The candidate dyslexia gene KIAA0319 is involved in neural migration but its role in causing dyslexia is unknown.  Previous work has suggested that some individuals with dyslexia may have auditory processing impairments (Shulte-Korne et al., 1999). To evaluate whether this gene alters the basic perception of sound, we recorded auditory cortex responses to speech and non-speech sounds in rats with RNA interference of this gene. We found that reduced expression of the rat homolog of KIAA0319 (Kiaa0319) causes the brain to respond with inconsistent timing to the onset of auditory stimuli and causes speech sound identification deficits in rats. Following behavioral training, however, neural variability and consonant encoding precision in these animals returned to control levels, demonstrating the presence of plasticity even in a genetically manipulated model.

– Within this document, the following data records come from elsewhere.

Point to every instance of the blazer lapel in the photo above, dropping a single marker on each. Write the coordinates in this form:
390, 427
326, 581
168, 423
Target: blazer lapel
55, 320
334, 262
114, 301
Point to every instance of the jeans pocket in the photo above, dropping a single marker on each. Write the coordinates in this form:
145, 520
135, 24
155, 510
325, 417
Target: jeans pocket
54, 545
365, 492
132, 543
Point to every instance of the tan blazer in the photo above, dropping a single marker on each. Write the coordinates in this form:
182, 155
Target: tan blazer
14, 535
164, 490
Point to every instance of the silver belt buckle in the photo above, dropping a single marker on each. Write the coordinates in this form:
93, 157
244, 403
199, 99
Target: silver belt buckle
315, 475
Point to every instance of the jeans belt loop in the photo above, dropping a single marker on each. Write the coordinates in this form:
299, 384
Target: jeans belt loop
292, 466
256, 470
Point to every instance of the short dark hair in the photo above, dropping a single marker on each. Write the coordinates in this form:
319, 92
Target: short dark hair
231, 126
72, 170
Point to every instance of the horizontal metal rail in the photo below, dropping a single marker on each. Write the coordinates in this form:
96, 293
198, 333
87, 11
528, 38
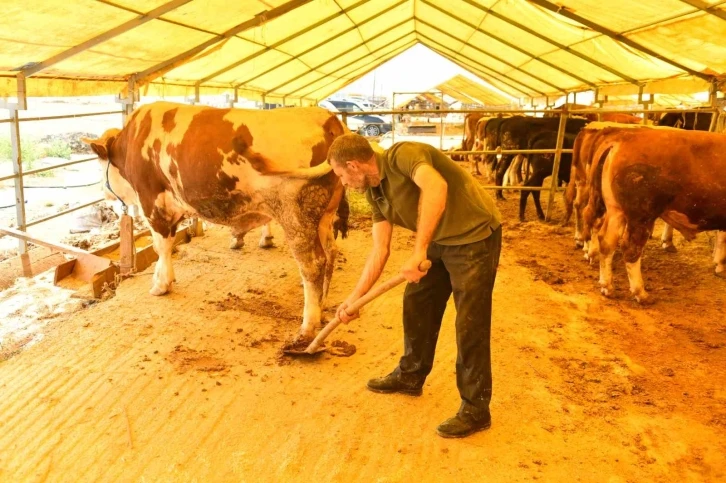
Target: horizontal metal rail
527, 111
62, 165
520, 188
513, 151
65, 212
48, 168
67, 116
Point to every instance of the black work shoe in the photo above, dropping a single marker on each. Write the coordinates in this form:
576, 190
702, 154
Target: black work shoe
462, 426
392, 383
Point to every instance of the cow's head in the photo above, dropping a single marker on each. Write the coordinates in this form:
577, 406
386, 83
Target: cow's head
110, 156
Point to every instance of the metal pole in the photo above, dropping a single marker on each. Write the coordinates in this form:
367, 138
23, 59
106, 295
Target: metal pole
441, 116
18, 172
556, 168
713, 98
393, 119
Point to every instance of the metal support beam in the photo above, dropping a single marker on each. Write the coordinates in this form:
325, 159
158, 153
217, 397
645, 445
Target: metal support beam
18, 173
507, 43
123, 28
323, 42
280, 42
370, 67
159, 69
477, 72
704, 7
616, 36
528, 89
342, 54
551, 41
493, 56
441, 118
374, 63
556, 167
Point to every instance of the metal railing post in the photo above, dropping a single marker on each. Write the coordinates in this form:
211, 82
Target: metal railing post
17, 154
441, 116
556, 167
393, 119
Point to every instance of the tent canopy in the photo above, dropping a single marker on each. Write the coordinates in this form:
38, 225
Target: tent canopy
307, 49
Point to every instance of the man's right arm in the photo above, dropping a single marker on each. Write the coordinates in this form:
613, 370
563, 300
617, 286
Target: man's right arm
374, 266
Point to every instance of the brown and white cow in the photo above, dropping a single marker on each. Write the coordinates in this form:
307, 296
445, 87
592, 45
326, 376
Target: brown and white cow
234, 167
577, 193
639, 175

  1. TM Centanni, F Chen, CT Engineer, AB Booker, RL Rennaker, JJ LoTurco, MP Kilgard (2014). Speech sound processing deficits and training-induced neural plasticity in rats with dyslexia gene knockdown, PLOS one; 9(5): e98439. doi: 10.1371/journal.pone.0098439.

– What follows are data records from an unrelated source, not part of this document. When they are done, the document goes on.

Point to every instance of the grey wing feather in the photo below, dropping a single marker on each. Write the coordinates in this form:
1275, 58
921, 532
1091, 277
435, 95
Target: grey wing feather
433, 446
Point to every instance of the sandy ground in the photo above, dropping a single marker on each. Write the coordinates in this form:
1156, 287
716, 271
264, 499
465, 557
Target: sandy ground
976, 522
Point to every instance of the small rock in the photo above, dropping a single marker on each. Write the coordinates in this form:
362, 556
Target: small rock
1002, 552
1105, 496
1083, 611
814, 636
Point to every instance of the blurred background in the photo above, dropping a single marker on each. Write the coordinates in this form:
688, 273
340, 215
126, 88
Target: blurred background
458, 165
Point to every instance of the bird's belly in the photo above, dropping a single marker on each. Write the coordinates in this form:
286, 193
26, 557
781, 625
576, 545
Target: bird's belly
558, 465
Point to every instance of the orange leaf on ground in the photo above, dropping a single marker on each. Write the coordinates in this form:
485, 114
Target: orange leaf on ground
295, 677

  2. TM Centanni, AB Booker, AM Sloan, F Chen, BJ Maher, RS Carraway, N Khodaparast, JJ LoTurco, MP Kilgard (2014). Knockdown of the Dyslexia-Associated Gene Kiaa0319 Impairs Temporal Responses to Speech Stimuli in Rat Primary Auditory Cortex, Cerebral Cortex; 24(7): 1753-66.

Another gene commonly associated with dyslexia is DCDC2. This gene is also involved in neural migration and is located right next to KIAA0319 on chromosome 6. To determine whether this gene has a similar role in auditory processing, we evaluated several groups of rats with in utero RNAi of the rat homolog of this gene (Dcdc2). In contrast to Kiaa0319, suppression of Dcdc2 did not cause neural inconsistency nor did it cause impaired phoneme discrimination in quiet or in background noise. Instead, these rats had a severe impairment in discrimination of rapidly presented speech. This impairment could not be accounted for by phase locking in primary auditory areas, suggesting that this impairment is due to some abnormality in a higher cortical region.

  1. TM Centanni, AB Booker, F Chen, AM Sloan, RS Carraway, RL Rennaker, JJ LoTurco, MP Kilgard (2016). Knockdown of dyslexia-gene Dcdc2 interferes with rapid speech sound discrimination. The Journal of Neuroscience. 36(17):4895:4906.